From the question, I understood that "The raft drifted at the speed of the river current."
Let's assume that the speed of the river current is q kmph.

"The powerboat maintained a constant speed with respect to the river."
Let's assume that the speed of the boat (only) is p kmph.

"The powerboat reached dock B downriver, then immediately turned and travelled back upriver. It eventually met the raft on the river 9 hours after leaving dock A."
Let's assume the distance covered by Raft is X and the total distance is D.

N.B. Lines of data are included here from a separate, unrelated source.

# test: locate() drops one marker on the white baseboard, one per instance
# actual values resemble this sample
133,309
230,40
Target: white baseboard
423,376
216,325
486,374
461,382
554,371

We know that \(Speed = \frac{Distance}{Time}.\)

Let's calculate the time for both of them.
For Raft, \(Time =\frac{X}{q} hrs.\)

As Raft and Powerboat met after 9hrs => Time travelled by Raft is 9hrs.
Now, we get that X = 9q.

For Powerboat, \(Time = \frac{D}{(p+q)} + \frac{(D-X)}{(p-q)} = 9\)

Now, we can plug in values and check.

Let's try C - 4

Time taken by power boat to go from A to B is 4 hrs.
=> \(\frac{D}{(p+q)} = 4\) => D = 4(p+q)

=> \(\frac{(D-X)}{(p-q)} = 5\)

As we know X = 9q and D = 4(p+q). Let's put that in this then the equation is, 4p + 4q - 9q = 4(p-q) => 4p - 5q = 4(p-q)
LHS and RHS donot match.

We need larger value for \(\frac{D}{(p+q)}\) and when subtracted from 9 it also should give back the value we choose. What we need is a 9/2 = 4.5
Let's try D 4.5hrs

Time taken by power boat to go from A to B is 4.5 hrs.
=> \(\frac{D}{(p+q)} = 4\) => D = 4.5(p+q)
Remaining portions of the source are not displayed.